Practice 5 - Statistics in MapReduce
Goal of this exercise is to create a MapReduce application for performing statistical analysis of a given dataset. You will create a new MapReduce application, download an example data set from an open data repository and perform a series of simple data processing tasks. At the end of the session you will also learn how to execute the created MapReduce job in a real Hadoop cluster.
References
Referred documents and web sites contain supportive information for the practice.
Manuals
- Hadoop API: http://hadoop.apache.org/docs/stable/api/
- Hadoop MapReduce tutorial: http://hadoop.apache.org/docs/r1.2.0/mapred_tutorial.html
- Eclipse IDE: http://www.eclipse.org/
Exercise 5.1. Statistics with MapReduce
- Goal of this exercise is to analyse a dataset using MapReduce
- Make a new MapReduce Eclipse project (like in the last practice session)
- To be able to run your MapReduce program in ther cluster change the java compability option to version 7. (If it is not already using version 7)
- Right-click on your project -> Properties -> Java Compiler -> JDK Compliance -> 1.7
- To be able to run your MapReduce program in ther cluster change the java compability option to version 7. (If it is not already using version 7)
- Create folder named "input" in your eclipse project
- Dataset that you will analyze is taken from UCI Machine repository
- Name: Adult Data Set
- Location: http://archive.ics.uci.edu/ml/datasets/Adult
- Download adult.data file under Data Folder from UCI and move them to input folder
- You may have to delete 2 last empty lines in the file - or you will get parsing errors
- Dataset attributes (column names) are: age, workclass, fnlwgt, education, education-num, marital-status, occupation, relationship, race, sex, capital-gain, capital-loss, hours-per-week, native-country
- Take the WordCount.java example from the last practice session, add it to src folder in your project and modify it.
- NB! Do not forget to turn off the use of a combiner:
//job.setCombinerClass(IntSumReducer.class);
- NB! You will also have to modify the Map and Reduce class input and output data types.
- NB! Do not forget to turn off the use of a combiner:
- Also configure Map class output key and value types in the Main class job object.
job.setMapOutputKeyClass(Text.class);
job.setMapOutputValueClass(IntWritable.class);
- (Change the types accordingly to your needs when needed)
- The modified application must do the following:
- For each native-country, find the minimum and maximum age
- In Map, you can output for example: (<native-country>,<age>)
- In Reduce you get each unique key (in this case native-country) and a list of all values (in this case 'ages') and have to find the smallest and largest values in the list.

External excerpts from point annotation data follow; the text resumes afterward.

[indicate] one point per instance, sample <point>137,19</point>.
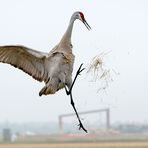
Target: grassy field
<point>80,145</point>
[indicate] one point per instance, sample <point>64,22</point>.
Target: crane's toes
<point>82,127</point>
<point>80,70</point>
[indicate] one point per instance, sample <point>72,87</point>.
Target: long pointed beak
<point>86,24</point>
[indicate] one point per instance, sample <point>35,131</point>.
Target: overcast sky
<point>120,27</point>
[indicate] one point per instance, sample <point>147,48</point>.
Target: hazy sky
<point>117,26</point>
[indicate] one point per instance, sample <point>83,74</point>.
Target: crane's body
<point>54,68</point>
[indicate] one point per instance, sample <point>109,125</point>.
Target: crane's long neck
<point>66,39</point>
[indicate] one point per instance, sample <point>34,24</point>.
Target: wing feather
<point>26,59</point>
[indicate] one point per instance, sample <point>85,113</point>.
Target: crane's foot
<point>82,127</point>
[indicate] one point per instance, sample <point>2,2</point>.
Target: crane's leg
<point>71,98</point>
<point>68,92</point>
<point>73,105</point>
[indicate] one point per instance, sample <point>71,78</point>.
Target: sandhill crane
<point>54,68</point>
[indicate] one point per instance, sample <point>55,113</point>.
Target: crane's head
<point>79,15</point>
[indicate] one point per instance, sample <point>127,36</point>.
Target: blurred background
<point>115,106</point>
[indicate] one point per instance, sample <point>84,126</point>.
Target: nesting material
<point>99,72</point>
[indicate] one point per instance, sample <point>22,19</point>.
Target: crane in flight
<point>54,68</point>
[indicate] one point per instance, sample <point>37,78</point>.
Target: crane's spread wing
<point>26,59</point>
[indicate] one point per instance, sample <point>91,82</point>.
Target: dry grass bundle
<point>99,72</point>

- In Reduce either output the two different values as separate key value-pairs or create a comma separated combined value for them.
- In addition to minimum and maximum, also find average and median values
- Do the previous analysis for each unique native-country AND workclass pair.
- Create a combined key: For example something like: (<native-country;workclass>, <value>)
- You can interpret the answers as a table instead of a list.
- And finally, instead of a specific column: age, do the analysis for every numerical column
- Create a loop inside Map that outputs a key/value pair for every column you want to process separately.
- >Use a unique key for each column. You use the name of the numerical column as part of the key.
- For each native-country, find the minimum and maximum age
Exercise 5.2. Running your MapReduce application in a real Cluster
In this part of the exercise you will run your program in real MapReduce cluster. This time we have set up a 1+4 node Hadoop cluster in our cloud where you can submit your application as a MapReduce job.
Hadoop Cluster:
http://172.17.136.3:8888/
Talk to your lab supervisor to get access (make sure you note it down for future use)
- Export your Your own program as a .jar file (not executable jar)
- Right click on your eclipse project, choose: Export -> Java -> JAR file -> Next
- Choose the location where to save it, uncheck .classpath and .project. Click Finish.
- Use the HDFS File Browser to create a personal folder for uploading files. NB! Use your lastname when naming the folder.
- Upload the .jar file to the cluster File System into your personal folder (use the HDFS File Browser, not My Documents view)
- Create a new Java Job (not MapReduce!)
Query Editors -> Job Designer-> New Action -> Java
- Name your job so you will recognize it later
- Specify
Jar Path
to be the full path to the jar file you uploaded- Something like:
/user/labuser/my_folder_name/mymaapreduce.jar
- Something like:
- Specify main class as the full path to the class with the main method your program uses.
- Has to be full path: package name+class name (if you use package)
- Specify Program command line arguments in the
Args
field as needed- Make sure the input and output folder are inside your personal folder you have previously created
- Submit your job and wait until its finished
- If you get an error about unsupported version try changing the Java Compliance version to 1.6. (Right_click_on_eclipse_project-> Properties -> Java_Compiler->User_Compliance)
- If you get error 500, go to
http://172.17.136.5:8888/jobbrowser
and check the status of your job, it might still have been successfully submitted. - In the job browser, you can find the les of map and reduce tasks that were run for your job, and under each you can find their respective log files, from where you can search of error messages if something did not work as expected
- Check that you got the correct results in the output folder
Deliverables
- MapReduce application source code.
- Output files (part-r-0000*) of your job.
- The screenshot of running the application in the cluster.
- Answer the following questions:
- What are the respective advantages/disadvantages of using either:
- separate key-value pairs to output the results
- or using comma separated combined values
- When running this exercise in the Hadoop cluster, where the computations run in a parallel fashion?
- Were there multiple map and reduce tasks?
- How can you verify it from the output of the MapReduce job?
- What are the respective advantages/disadvantages of using either: